The averments made in the said Criminal Misc. Case petition which was one under Section 482, Cr. P.C. would reveal that the petitioners apart from challenging the order passed by the learned Sessions Judge rejecting the petition filed under Section 311, Cr. P.C. filed by the petitioners also challenged the order rejecting the prayer for initiating proceeding under Section 340, Cr. P.C. against witnesses Nos. 3, 15, 36 and 39 who, according to the petitioners had given contradictory/false statements in Court during the trial. This Court while dealing with the aforesaid criminal misc. case disposed of the same on 27-2-2003. According to Mr. Mohapatra, perusal of the said order would clearly reveal that this Court had not expressed any opinion regarding the grievance of the petitioners for rejecting the petition for initiating a proceeding under Section 340, Cr. P.C. It is also submitted that even though there was a prayer in the Criminal Misc. Case to that effect, said prayer was not passed.
But then, if no relief is granted with regard to a prayer made in a petition, it would always be deemed that the said prayer has been rejected.

8. Be that as it may, without entering into the arena of controversy, let me also deal with the present petition on merits.

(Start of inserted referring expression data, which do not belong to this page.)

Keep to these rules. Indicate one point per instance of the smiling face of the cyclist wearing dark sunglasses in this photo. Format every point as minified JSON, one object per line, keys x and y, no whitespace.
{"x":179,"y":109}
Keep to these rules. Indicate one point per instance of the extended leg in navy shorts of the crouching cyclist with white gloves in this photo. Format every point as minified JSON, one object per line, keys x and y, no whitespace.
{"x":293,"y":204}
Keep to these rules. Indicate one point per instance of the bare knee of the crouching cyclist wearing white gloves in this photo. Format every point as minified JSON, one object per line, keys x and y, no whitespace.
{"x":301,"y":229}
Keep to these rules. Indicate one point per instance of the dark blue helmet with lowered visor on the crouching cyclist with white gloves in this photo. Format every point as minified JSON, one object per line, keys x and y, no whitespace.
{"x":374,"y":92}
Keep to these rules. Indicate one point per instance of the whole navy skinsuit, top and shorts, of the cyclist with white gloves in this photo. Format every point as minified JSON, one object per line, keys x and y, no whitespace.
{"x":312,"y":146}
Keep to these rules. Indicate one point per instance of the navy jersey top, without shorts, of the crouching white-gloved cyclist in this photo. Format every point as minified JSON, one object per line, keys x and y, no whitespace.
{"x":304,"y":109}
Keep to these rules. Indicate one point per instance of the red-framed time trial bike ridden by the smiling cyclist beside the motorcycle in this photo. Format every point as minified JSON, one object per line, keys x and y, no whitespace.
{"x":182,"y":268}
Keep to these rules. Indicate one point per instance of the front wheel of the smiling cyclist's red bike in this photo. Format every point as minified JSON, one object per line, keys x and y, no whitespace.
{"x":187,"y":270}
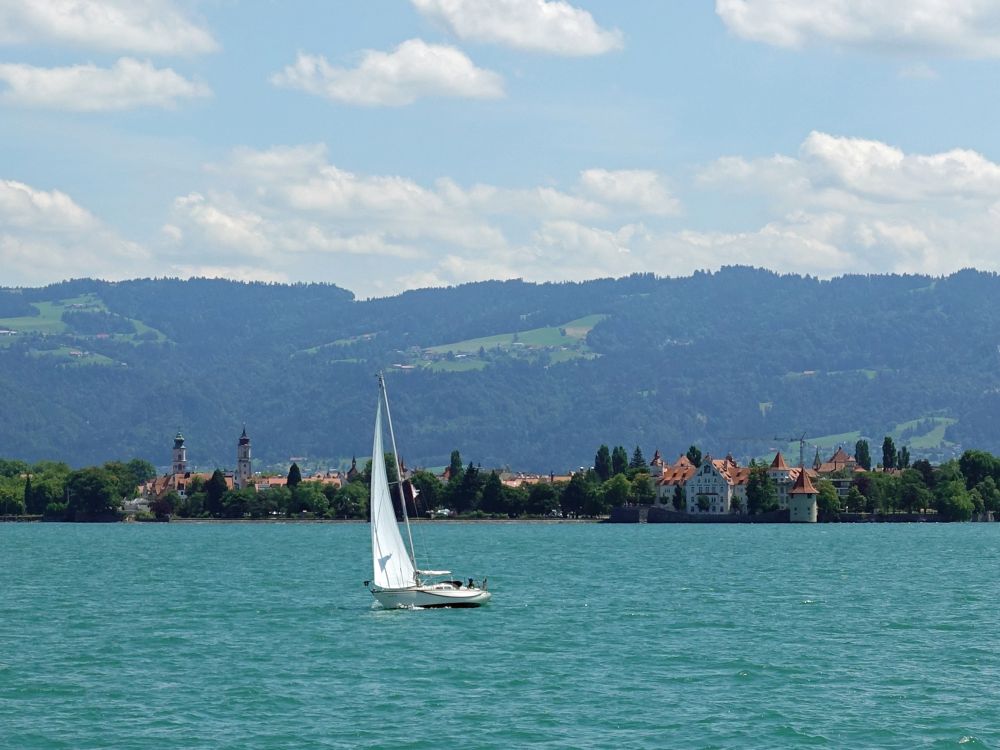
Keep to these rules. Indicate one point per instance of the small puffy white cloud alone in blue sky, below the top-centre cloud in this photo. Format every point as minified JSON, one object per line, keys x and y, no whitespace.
{"x":412,"y":71}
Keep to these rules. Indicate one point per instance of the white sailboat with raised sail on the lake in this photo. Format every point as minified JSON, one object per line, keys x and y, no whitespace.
{"x":397,"y":581}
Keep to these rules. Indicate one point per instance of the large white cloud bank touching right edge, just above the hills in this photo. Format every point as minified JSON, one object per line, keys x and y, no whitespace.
{"x":846,"y":205}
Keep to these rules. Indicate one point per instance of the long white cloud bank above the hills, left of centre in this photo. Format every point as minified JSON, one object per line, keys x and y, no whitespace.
{"x":290,"y":207}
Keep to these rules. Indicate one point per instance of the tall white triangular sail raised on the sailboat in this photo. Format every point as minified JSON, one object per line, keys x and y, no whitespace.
{"x":392,"y":564}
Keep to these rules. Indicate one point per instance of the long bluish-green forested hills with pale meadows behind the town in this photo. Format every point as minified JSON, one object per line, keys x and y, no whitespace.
{"x":533,"y":376}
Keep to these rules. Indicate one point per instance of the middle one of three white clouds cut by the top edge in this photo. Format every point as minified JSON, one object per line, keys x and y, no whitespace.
{"x":551,"y":26}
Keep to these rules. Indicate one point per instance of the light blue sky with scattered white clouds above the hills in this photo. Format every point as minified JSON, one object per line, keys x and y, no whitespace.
{"x":396,"y":144}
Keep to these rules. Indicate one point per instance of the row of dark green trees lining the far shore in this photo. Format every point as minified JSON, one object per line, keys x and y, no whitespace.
{"x":960,"y":489}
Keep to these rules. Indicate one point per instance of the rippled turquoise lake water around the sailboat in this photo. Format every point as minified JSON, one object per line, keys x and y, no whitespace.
{"x":262,"y":636}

Section 6 of the Commissions of inquiry Act guarantees immunity to a witness. It clearly stipulates that a person making a statement in course of examination before the Commission, enjoys certain protection, inasmuch as no statement made by a person in course of giving evidence before the Commission shall subject him to, or be used against him, in an civil or criminal proceeding. This protection is guaranteed in order to create confidence on the person to speak truth nothing but the truth before the Commission and not to hide anything. At the same time, the person is also cautioned that taking advantage of such immunity if he makes a false statement before the Commission, he would be prosecuted. The "statement" as per Section 6 of the Act is explained to be a "statement" made in reply to a question which he is required by the Commission to answer. Perusal of Sections 145, 155 and 157 of the Evidence Act clearly indicates that a previous statement can only be used for contradiction or for corroboration. The restrictions imposed under Section 6 of the Commissions of Inquiry Act stipulating that a statement made by a person before the Commission cannot be used either for the purpose of contradiction in cross-examination of the said witness or for the purpose of impeaching his credibility, is aimed to protect the witness and to provide immunity to the said person.

9. This being the clear position of law, according to me, the Court below has not committed any illegality or irregularity in rejecting the petition filed by the petitioners for initiation of a proceeding under Section 340, Cr. P.C. I, therefore, decline to interfere with the said order and dismiss this Criminal Misc. Case.